The forthright and eloquent former head of MI5, Eliza Manningham-Buller – one of the outstanding intelligence intelligences of our time – has said that Britain is now in a condition of war, meaning war in its new contemporary terms.

Manningham-Buller told The Guardian that the situation had changed since Russia’s invasion of Ukraine three-and-a-half years ago. Russia is now engaged in hostile activity against the UK, she said – such as “sabotage, intelligence-collection, attacking people and so on”.

She endorsed the view of Fiona Hill, a Russia and security expert at the Brookings Institution in Washington and a co-author of this summer’s strategic defence review. Both Hill and her fellow author George Robertson said bluntly, at the launch of that review, that the UK is now involved in a very modern form of conflict – “Yes, we are at war,” Robertson told me at a briefing.

In the past week, this view has further been endorsed by Mette Frederiksen, Denmark’s prime minister, and – more cautiously – by German chancellor Friedrich Merz, who stopped short of saying we are at war, but said “we are not at peace”.

For years, strategic analysts have warned about the new kinds of threat.
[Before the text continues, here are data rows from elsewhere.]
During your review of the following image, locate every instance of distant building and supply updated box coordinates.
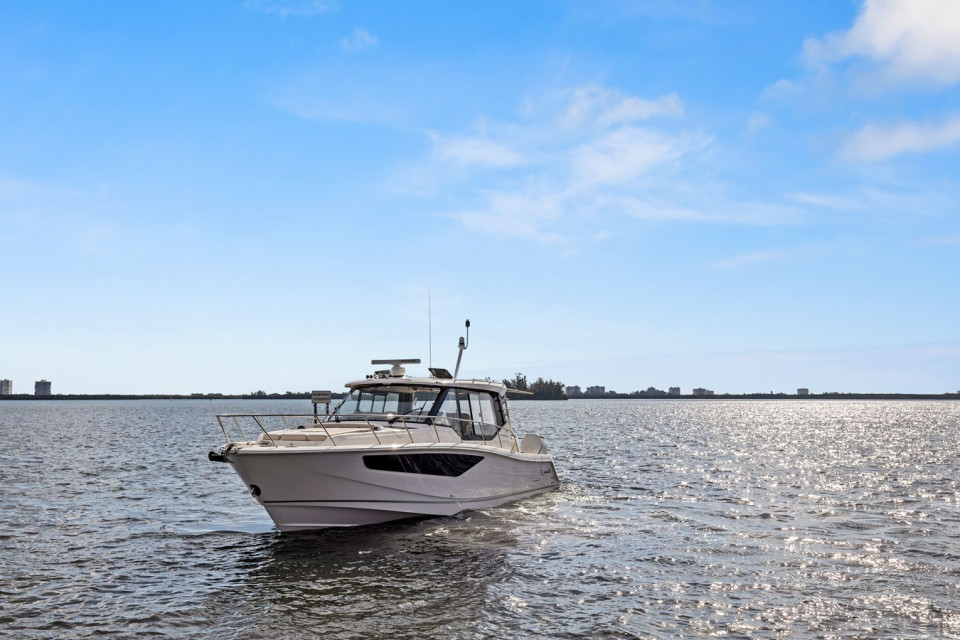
[636,387,667,398]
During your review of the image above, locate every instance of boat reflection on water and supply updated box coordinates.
[210,513,517,638]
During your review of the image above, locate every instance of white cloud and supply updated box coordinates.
[710,251,783,269]
[840,115,960,162]
[561,85,684,128]
[243,0,340,18]
[920,235,960,247]
[430,133,524,167]
[456,190,563,244]
[804,0,960,85]
[340,27,378,53]
[572,127,707,186]
[398,85,805,247]
[744,113,773,134]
Ten years ago, Professor James Gow of King’s College London chaired a working group on “non-obvious warfare”. The group predicted clearly the threat from cyber, new autonomous weapons, new pathogens, and even genetic manipulation that might be employed in covert operations. This was before the appearance of novichok in Salisbury in March 2018.
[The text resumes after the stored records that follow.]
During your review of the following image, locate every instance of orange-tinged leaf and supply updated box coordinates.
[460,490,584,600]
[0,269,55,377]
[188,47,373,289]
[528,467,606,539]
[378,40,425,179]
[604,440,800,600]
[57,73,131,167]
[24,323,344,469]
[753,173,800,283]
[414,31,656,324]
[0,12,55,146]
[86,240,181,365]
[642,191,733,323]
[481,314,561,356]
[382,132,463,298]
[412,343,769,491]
The government has sought to downplay the sense of threat, but the evidence of the new range and concepts of attack is piling up. We have had the constant intrusion of Russian surveillance ships looking at communication lines and energy hubs; the drone incursions into Poland and Romania; the overflight of Russian MiG-31s in Estonia; and days of disruption at airports in Denmark, Norway, and Belgium, as well as a cyber strike at Heathrow.

The government has sought to downplay the sense of threat, but the evidence of the new range and concepts of attack is piling up
The government has sought to downplay the sense of threat, but the evidence of the new range and concepts of attack is piling up (AFP/Getty)
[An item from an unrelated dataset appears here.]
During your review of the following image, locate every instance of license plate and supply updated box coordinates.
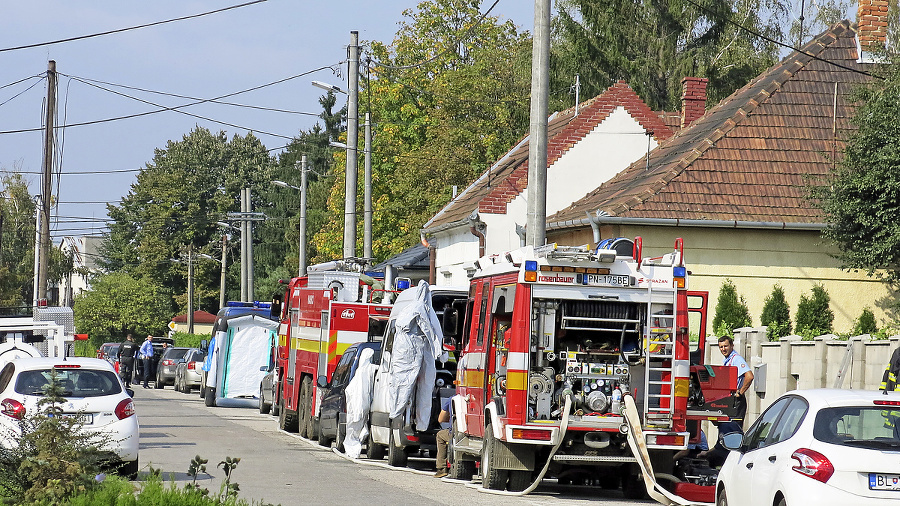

The new Cyber and Specialist Operations Command records that there have been 90,000 cyber strikes in the UK in just under two years. The commanders are wary of attributing blame to Russia – but admit that much of the most serious activity can be traced to Russia, China, Iran and North Korea – the new informal coalition known as the CRINKs.

Much of the activity purports to be purely criminal. But UK cyber experts in the new command at GCHQ, which the UK shares with the US at Cheltenham, believe that Russian state actors work with, and benefit from, criminal actors and networks. High-profile targets have included the NHS, including neonatal clinics, along with Marks & Spencer, Harrods, and now Jaguar Land Rover, which has forfeited millions of pounds in lost production.

Denmark is now being targeted because the Danes have been at the forefront in supplying and aiding Ukraine in developing its expertise in drones and ground-launched missiles – the new 3,000km-range Flamingo, especially.

Workers inspect a Flamingo cruise missile at a secret factory in Ukraine in August
Workers inspect a Flamingo cruise missile at a secret factory in Ukraine in August (AP)

Britain needs to modify its stance on resilience and defence, at home as much as abroad. The threat is now – not five years down the road, as the defence review hinted. The need is to tackle the enemy and malign actors working within the gate, rather than focusing on the enemy outside the gate. The review has been almost shamefully neglectful of the army and its reserves – starved of funding, as the recent public accounts committee reported – and both are needed for resilience, in wartime and peacetime.

The sense of urgency is driven by the huge revolution in ground warfare concepts and tactics now underway in the battlefields, dominated by drone, cyber and AI, in Ukraine. We just don’t seem ready to innovate and adapt with the urgency Manningham-Buller and Hill suggest.

Too much of UK defence and resilience planning is based on putting off funding and investment till tomorrow. In defence terms, the promise of jam tomorrow risks becoming strategic roadkill today.